Cheetah documentation

By Nadia Zatsepin

Arizona State University

Category

Series

Published on

Abstract

The official Cheetah website is http://www.desy.de/~barty/cheetah/ 

These pages will not reproduce all the content from the Cheetah site, but are meant as an addendum.

For a list of all Cheetah's keywords, click here. 

 


What is Cheetah?

Cheetah is a set of programs for processing serial diffraction data data from at free electron laser sources, and which enable taking home only the data with meaningful content.  This is a sanity saver in many serial imaging experiments. 

Cheetah is modular and can easily be adapted to any serial imaging data, including data collected using both free electron laser and synchrotron sources using a variety of detectors (including CSPAD, pnCCD, AGIPD, Pilatus, Rayonix).

The primary citation for Cheetah is:

A. Barty, R. A. Kirian, F. R. N. C. Maia, M. Hantke, C. H. Yoon, T. A. White, and H. N. Chapman, “Cheetah: software for high-throughput reduction and analysis of serial femtosecond X-ray diffraction data,” J Appl Crystallogr, vol. 47, pp. 1118–1131 (2014). doi:10.1107/S1600576714007626 - Download PDF - Article on IUCr website

Please cite this paper if you have used Cheetah or a part of Cheetah in your data analysis.


Downloading, compiling and installing Cheetah

Cheetah at LCLS

Step by step instructions for using the centrally installed Cheetah at LCLS: http://www.desy.de/~barty/cheetah/Cheetah/Configuration.html 

Cheetah at CFEL/DESY

Cheetah is installed in /cfel/common. Running

$ cheetah-gui

should just work, provided /cfel/common/bin is in your PATH. 

More instructions to follow (or ask Anton Barty)

Cheetah elsewhere

At any other location you will have to install Cheetah from scratch.Installing Cheetah itself is not too hard; however installing the LCLS framework required to read XTC files directly can be an adventure.  Your mileage may vary.  Please see the developer pages for details on installing Cheetah from scratch. 

Alternatively, if your data comes from somewhere other than LCLS, Cheetah can be called from code able to read any other file format: it is simply a matter of passing the frame data to Cheetah for processing.
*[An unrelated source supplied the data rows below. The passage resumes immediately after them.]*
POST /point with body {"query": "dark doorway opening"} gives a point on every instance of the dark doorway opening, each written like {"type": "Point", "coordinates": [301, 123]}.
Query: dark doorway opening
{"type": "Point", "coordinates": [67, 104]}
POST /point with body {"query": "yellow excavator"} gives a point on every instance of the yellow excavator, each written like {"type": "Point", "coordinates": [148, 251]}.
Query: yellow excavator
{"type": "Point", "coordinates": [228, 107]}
Once again, see the developer pages for more details.

Cheetah for developers

Cheetah is open-source and has been released under the GNU GPL v3 license. The latest releases and updates Cheetah are best downloaded from the Github repository: https://github.com/antonbarty/cheetah/

Please follow the download instructions on that page: (assuming you have a version of git already installed)

> git clone git://github.com/antonbarty/cheetah.git

Please refer to the website for further details: http://www.desy.de/~barty/cheetah/Cheetah/Developers.html

Click here for Cheetah updates 


Running Cheetah

Cheetah at LCLS

The pre-installed Cheetah package at LCLS is in /reg/g/cfel/cheetah/cheetah-latest

Please follow the instructions at http://www.desy.de/~barty/cheetah/Cheetah/Cheetah_at_LCLS.html  for getting Cheetah running on your data at LCLS. Cheetah has a very handy GUI for launching batch hit finding jobs, keeping track of hit finding results, generating darkcals and bad pixel masks from them and viewing hits. 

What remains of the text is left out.